Wednesday, May 10, 2017
At yesterday’s meeting, CT’s Health Care Cabinet agreed to create four working groups to develop recommendations and options to control drug spending in the state. We also reviewed a report from CT’s APCD on the Top 50 Highest Total Cost Drugs in CT. The Cabinet has been taking a deep dive into rising prescription drug costs for the last three months with presentations from academics, drug company and industry representatives, DSS, CT’s Attorney General, a Pharmacy Benefits Management company, wholesale drug distribution, and pharmacists. The Cabinet considered a draft summary document on the Cabinet’s activities to date, updates on legislative proposals, further reading, and potential themes and areas for further action. The group decided to create four working groups to develop strategies – pricing, price transparency, research initiatives in other states, and consumer/provider education.

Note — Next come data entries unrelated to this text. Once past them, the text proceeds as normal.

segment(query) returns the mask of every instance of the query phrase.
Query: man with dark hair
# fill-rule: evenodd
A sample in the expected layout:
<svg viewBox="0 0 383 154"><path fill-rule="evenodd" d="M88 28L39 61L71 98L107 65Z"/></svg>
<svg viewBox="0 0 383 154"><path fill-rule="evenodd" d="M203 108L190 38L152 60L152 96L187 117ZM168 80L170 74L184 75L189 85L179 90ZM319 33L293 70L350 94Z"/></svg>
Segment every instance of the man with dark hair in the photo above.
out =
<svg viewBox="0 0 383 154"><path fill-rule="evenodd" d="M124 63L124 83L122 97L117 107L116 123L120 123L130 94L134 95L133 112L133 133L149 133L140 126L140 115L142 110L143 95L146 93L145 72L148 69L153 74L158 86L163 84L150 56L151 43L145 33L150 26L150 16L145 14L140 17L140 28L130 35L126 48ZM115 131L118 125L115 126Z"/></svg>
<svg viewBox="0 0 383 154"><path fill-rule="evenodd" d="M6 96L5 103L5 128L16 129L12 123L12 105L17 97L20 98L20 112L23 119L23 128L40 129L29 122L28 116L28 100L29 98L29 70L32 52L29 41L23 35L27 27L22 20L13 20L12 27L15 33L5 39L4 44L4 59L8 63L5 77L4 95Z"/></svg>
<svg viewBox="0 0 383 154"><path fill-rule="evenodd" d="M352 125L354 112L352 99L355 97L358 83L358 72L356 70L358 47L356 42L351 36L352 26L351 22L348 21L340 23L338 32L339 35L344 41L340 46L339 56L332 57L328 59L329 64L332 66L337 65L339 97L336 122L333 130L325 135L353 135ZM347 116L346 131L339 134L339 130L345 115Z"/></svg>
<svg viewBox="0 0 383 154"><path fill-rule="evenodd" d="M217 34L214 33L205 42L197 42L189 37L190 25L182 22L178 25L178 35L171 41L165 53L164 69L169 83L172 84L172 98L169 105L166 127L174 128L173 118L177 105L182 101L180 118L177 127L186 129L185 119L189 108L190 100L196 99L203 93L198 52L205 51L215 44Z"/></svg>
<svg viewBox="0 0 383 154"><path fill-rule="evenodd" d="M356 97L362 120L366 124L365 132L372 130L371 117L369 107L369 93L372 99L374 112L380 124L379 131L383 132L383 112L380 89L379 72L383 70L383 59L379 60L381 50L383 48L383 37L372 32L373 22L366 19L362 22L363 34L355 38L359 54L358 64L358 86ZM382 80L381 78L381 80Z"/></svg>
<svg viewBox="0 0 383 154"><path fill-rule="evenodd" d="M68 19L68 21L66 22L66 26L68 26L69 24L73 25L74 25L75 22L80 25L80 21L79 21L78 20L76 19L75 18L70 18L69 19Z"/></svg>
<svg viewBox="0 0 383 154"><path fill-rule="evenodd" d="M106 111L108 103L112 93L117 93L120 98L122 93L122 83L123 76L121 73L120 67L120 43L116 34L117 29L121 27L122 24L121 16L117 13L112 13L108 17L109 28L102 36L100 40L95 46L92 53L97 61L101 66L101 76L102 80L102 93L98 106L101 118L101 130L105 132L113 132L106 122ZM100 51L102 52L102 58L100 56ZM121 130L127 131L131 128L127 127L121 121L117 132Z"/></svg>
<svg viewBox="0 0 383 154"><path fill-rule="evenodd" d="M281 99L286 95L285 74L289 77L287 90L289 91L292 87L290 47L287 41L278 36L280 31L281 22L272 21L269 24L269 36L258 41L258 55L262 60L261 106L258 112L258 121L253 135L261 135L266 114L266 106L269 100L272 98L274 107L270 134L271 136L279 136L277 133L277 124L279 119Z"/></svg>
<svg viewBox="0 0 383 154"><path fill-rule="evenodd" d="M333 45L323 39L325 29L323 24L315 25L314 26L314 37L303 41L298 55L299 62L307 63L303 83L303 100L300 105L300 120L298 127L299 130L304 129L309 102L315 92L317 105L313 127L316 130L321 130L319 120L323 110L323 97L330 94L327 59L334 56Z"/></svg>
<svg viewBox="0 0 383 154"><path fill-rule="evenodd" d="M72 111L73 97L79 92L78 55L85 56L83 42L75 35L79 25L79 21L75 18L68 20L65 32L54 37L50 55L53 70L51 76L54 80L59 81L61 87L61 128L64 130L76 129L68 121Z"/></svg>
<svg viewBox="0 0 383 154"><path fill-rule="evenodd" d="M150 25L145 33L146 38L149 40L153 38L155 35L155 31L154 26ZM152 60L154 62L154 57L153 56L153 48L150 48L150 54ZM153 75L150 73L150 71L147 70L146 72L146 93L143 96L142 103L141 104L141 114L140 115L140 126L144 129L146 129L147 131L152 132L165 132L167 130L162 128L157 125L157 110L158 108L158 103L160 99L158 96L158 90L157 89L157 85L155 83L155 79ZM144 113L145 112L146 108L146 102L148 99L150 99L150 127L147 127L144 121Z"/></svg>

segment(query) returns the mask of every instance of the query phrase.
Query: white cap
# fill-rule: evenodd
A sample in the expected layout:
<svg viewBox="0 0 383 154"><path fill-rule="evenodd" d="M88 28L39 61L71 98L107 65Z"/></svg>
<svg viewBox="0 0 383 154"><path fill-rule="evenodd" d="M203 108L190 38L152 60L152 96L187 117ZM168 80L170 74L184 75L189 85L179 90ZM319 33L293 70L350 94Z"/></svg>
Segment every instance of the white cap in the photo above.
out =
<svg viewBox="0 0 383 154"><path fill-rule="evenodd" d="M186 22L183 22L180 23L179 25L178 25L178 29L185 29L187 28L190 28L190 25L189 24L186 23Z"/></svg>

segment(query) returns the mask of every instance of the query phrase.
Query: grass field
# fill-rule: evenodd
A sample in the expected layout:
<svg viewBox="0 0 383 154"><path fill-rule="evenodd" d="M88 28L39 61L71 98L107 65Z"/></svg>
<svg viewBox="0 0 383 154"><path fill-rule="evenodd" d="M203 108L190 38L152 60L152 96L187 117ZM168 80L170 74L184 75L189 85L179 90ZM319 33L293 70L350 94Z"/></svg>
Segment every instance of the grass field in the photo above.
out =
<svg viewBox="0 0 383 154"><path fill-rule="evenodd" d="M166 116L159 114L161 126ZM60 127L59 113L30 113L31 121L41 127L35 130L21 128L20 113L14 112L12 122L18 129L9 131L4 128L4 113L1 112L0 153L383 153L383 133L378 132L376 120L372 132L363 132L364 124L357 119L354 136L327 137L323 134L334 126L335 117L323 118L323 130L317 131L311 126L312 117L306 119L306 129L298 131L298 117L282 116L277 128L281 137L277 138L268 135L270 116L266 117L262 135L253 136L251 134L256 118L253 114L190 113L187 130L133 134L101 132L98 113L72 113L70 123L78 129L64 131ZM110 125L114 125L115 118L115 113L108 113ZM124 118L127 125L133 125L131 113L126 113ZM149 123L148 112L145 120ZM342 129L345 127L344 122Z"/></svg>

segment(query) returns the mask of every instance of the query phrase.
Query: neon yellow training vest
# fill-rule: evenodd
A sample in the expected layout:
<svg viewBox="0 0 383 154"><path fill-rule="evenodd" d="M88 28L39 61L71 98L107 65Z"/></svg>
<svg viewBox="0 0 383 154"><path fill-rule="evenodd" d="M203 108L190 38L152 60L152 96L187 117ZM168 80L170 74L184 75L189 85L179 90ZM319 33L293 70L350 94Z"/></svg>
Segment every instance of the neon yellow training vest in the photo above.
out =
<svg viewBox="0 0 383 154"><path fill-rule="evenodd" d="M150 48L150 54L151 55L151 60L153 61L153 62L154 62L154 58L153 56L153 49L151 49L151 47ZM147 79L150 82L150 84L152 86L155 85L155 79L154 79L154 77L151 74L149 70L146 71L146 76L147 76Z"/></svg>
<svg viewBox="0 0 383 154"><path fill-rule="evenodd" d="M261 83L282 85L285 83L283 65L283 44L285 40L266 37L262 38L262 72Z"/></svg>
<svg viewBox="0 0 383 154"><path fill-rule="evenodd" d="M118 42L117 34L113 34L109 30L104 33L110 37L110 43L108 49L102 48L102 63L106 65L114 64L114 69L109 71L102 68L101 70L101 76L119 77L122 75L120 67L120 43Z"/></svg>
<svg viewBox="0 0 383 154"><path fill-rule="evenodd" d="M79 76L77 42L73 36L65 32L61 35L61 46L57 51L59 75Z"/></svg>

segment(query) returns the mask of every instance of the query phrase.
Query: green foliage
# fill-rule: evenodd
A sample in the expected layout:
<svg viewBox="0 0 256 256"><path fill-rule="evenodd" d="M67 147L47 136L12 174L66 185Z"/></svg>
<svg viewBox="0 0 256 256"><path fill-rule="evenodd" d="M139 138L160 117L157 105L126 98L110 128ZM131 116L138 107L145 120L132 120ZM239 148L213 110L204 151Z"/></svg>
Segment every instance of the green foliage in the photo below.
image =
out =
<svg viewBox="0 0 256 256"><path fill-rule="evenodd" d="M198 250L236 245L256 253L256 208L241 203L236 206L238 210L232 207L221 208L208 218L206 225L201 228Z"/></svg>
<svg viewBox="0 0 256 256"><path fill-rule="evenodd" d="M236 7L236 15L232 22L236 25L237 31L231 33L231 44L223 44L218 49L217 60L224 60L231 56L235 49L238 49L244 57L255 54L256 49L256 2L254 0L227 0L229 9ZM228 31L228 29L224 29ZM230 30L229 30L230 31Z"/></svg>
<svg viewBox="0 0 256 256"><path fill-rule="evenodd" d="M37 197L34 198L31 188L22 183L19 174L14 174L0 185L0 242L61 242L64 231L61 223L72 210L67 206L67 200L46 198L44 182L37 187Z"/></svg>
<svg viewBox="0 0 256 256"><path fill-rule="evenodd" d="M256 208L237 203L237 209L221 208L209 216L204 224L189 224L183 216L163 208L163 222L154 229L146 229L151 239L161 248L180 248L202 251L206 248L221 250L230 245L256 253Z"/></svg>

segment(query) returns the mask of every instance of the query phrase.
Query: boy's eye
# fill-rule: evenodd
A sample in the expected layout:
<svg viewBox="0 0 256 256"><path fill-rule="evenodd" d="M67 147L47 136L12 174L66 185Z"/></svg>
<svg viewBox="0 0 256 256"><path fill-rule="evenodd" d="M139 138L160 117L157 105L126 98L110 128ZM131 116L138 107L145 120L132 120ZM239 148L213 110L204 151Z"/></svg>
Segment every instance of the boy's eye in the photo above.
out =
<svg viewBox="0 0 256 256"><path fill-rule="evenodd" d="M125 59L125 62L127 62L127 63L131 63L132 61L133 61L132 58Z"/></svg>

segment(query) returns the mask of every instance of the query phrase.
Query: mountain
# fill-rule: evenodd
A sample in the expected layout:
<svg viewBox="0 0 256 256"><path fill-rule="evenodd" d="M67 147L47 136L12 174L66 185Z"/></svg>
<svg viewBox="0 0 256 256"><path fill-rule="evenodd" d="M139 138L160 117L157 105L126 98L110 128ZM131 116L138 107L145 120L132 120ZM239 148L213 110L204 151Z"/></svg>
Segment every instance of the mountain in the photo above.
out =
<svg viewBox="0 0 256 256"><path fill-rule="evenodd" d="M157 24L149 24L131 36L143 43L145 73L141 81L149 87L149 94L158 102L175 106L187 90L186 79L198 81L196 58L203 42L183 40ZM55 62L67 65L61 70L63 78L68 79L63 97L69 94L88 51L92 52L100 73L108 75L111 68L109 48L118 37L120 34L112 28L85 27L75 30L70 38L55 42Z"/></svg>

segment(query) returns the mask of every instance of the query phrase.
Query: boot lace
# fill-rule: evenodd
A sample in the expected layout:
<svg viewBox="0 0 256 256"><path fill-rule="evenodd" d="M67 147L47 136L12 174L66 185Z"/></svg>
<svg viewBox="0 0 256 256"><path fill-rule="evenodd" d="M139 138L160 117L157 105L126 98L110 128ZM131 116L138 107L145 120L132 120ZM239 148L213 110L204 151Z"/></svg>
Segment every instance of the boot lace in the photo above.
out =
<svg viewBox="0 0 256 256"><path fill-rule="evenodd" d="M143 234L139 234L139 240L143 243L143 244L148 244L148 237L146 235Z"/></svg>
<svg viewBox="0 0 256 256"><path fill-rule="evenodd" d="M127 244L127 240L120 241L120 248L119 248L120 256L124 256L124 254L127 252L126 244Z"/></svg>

The subgroups will engage voices beyond the Cabinet’s membership.
Tuesday, May 2, 2017
This year CT earned 7.3 points out of 10 possible in the latest assessment of preparedness for community health emergencies, a small increase from 7.2 over last year. But CT did better than the US average at 6.8. The National Health Security Preparedness Index has measured states’ ability to respond to health security threats such as a Zika outbreak or a natural disaster for the last four years. The Index includes metrics such as vaccination rates, hazard plans for public schools, the number of paramedics and hospitals. Compared to the US average, CT performed best for Incident and Information Management – public health alerts to communities and multi-agency coordination -- but worst for Health Security Surveillance – monitoring and identification of disease outbreaks. Vermont scored best among all states with 7.8 points. The report includes detailed information on Connecticut’s performance and challenges on many metrics. The report concludes with areas that need work to ensure public safety in public health emergencies.
Monday, May 1, 2017
CT’s May Health Reform Dashboard is unsettled again. Mistrust remains at the core of problems in CT. Medicaid policy development and implementation have taken a very disappointing turn away from collaboration, transparency, and data for reasons that don’t make any sense (there are a few theories). Just a few of the persistent problems in PCMH+, Medicaid’s current risky experiment with payment reform, include ineffective consumer notices, blocking access to meetings, no evidence of a system to even detect underservice, and the plan to move ahead pushing another 200,000 people into the experiment January 1st before there is any meaningful information (much less a proper evaluation) of what happened to the first 137,000 people. If there’s a problem, we won’t know for at least six months after it’s too late. No one is listening to cooler heads. We just keep hearing that they are watching things and we have to trust them. (see mistrust brief) Conflicts of interest are getting worse as is the state budget outlook.